Beginning October 2012, new energy efficiency standards began for America’s beloved light bulbs. The Energy Independence and Security Act became law in December 2007. This law requires that all light bulbs manufactured, sold, and distributed in the United States can no longer be incandescent (the exception being the 40-watt bulbs used in your oven and refrigerator - for now!).
The options will be Compact Florescent Light (CFL), Halogen, and Light Emitting Diode (LED) for all lighting needs. Compared to incandescent bulbs, Halogen lighting is 25% more efficient, CFL lighting is 75% more efficient, and LED lighting is 80% more efficient. Both the Halogen and CFL bulbs lasts about 10 times longer and are more expensive than incandescent bulbs (about $3 for a 50-watt Halogen bulb and about $5 for a 60-watt CFL). Both will pay for themselves in about 7 to 9 months.
The LED, however; costs the most for a single bulb but will last about 25% longer than incandescent bulbs (about $25 for a 60-watt LED bulb). It will pay for itself in about 7 months. Many LED lights offer 50,000 hours or more of use compared to 2,000 hours for a 50-watt halogen, and 750 to 1,000 hours for a 60-watt incandescent bulb. Consider the fact that an LED with 50,000 hours of life, used an average of 4 hours per day, will last 12,500 days or more than 34 years! Compare this to 1.4 years for a halogen bulb and about 6 months for a 60-watt incandescent bulb . . . what a savings! With this new law comes a few new terms:
With this new law comes a few new terms:
1. Lumens. What's a lumen? A lumen measures the amount of light a bulb produces and the amount of power consumed to produce it (usually measured in watts). The standard 100-watt bulb produces about 1,600 lumens. Therefore, 16 lumens equal about 1 equivalent watts of light. As an example, a 900 lumen bulb produces about the same amount of light as a 60-watt incandescent bulb.
2. Efficacy. Efficacy refers to the amount of light produced by a light bulb or other light source, usually measured in lumens.
3. °K or Color Temperature. Color temperature is a characteristic of visible light. Color temperature is conventionally stated in the unit of absolute temperature, the Kelvin, having the unit symbol K. Color temperatures over 5000°K are called cool colors (blueish white), while lower color temperatures (2700-3000°K) are called warm colors (yellowish white).

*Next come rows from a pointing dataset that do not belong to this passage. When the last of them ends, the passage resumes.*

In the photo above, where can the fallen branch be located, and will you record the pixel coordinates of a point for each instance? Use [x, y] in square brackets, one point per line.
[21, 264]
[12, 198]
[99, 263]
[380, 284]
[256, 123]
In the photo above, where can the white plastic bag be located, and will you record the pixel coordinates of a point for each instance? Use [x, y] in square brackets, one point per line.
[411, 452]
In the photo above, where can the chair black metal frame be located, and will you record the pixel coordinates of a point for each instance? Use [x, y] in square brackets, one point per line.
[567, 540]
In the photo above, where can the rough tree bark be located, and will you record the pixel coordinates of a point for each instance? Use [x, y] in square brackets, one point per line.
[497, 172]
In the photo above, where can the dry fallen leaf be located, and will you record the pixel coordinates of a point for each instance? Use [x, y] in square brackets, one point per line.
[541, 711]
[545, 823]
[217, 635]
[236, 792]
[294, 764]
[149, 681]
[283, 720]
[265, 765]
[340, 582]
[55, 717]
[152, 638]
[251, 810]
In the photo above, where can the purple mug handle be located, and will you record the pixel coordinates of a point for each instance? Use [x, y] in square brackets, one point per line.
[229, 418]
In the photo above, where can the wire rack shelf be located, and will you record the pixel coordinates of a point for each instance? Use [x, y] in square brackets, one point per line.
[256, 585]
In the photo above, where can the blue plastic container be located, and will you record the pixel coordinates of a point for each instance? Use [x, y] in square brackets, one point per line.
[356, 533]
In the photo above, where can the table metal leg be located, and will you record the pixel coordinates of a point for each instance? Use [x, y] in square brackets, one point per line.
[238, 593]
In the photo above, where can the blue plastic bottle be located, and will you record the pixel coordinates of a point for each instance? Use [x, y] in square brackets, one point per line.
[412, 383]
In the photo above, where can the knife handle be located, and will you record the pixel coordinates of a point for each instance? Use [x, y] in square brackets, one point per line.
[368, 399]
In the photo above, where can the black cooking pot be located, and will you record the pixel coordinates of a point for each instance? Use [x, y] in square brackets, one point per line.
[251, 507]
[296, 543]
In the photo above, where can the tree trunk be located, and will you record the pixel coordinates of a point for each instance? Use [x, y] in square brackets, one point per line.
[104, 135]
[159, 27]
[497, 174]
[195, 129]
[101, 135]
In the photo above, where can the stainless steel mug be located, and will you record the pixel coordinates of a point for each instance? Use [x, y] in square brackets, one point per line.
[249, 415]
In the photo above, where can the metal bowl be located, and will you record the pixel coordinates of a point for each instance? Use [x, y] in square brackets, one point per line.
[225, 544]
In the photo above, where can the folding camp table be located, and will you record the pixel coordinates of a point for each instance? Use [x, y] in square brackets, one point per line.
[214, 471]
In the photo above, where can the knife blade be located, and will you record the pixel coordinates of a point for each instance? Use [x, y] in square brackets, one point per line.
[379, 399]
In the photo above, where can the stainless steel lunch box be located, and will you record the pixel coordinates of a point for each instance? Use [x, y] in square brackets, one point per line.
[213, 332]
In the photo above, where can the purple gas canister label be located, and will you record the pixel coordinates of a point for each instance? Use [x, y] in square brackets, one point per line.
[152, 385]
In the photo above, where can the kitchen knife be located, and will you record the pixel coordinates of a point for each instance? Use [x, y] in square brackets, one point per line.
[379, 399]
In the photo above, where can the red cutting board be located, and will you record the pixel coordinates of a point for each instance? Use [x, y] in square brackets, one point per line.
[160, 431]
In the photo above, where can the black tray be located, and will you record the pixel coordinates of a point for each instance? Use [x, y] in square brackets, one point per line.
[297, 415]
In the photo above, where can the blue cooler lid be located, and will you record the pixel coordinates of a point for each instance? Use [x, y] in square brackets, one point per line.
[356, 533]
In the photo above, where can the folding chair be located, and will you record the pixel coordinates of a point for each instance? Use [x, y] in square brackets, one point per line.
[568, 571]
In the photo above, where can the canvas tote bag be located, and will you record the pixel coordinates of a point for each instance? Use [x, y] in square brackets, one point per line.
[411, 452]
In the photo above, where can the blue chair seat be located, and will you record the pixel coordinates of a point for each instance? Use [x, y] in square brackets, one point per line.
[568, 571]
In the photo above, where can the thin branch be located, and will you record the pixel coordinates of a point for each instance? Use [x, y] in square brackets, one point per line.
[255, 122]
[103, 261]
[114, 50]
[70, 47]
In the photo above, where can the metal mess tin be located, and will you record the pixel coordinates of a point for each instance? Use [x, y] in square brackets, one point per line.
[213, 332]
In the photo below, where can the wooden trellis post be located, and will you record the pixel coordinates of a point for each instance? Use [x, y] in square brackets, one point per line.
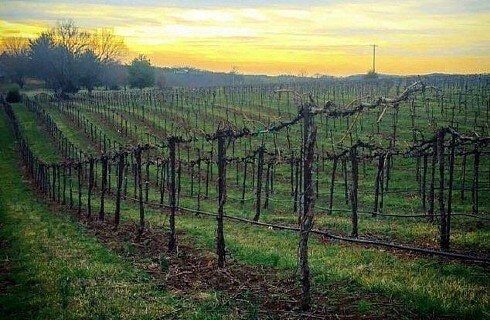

With the new Halogen, CFL, and LED lights also come new ambient forms of lighting. The ambient light is the color or temperature of the light. Warm, Cool, and Daylight are the terms used to describe the color of the light. Warm lighting represents a more golden color (temperature range of 2700°K to 3000°K); which is similar to the incandescent bulb. Cool lighting illustrates the traditional fluorescent white and halogen white light (temperature range of 3000°K to 4300°K). Daylight lighting (temperature range of 4500°K to 6500°K) resembles the light one would experience in a room with windows.
Warm and White light is better for task lighting (cooking, cleaning, make-up, shaving, arts & crafts, and the like). Daylight lighting is best for reading, homework, computer use, and so forth. Personally, I believe Daylight is the best all around lighting for most living spaces. It's very easy on the eyes and produces less glare. For kitchens, bathrooms, laundry rooms, home offices, and play rooms, a 3000°K to 3500°K LED light on a dimmer is hard to beat... its beautiful and very pleasing to the senses.
What's the best choice in lighting?
Without question, there is simply no better choice for home lighting than recess LED lighting on a dimmer. Because of their trims and higher efficacy design, the lumens are magnified; hence, more light for less money. Recess LED Lights have 3000°K to 4000°K bright white light that is ideal for task lighting. At 600 Lumens, this is equivalent to a 65 Watt light bulb using only 13.8 Watts!
These LED's, according to Halo®, "are designed and manufactured to last almost 23 years or 50,000 hours; saving over $10,900 (or almost $1,100 per year) in operating and energy costs (based on 6 hours average use per day)". Although the H7 600 Series (for example) cost about $200 each to purchase and install, they have an operating and energy savings payback of only 4.8 - 4.7 months! This means the cost to install is essentially free in less than 5 months. I do not believe there is a better recess light choice than the Halo® LED! I don't know of anything else offering these huge savings so quickly.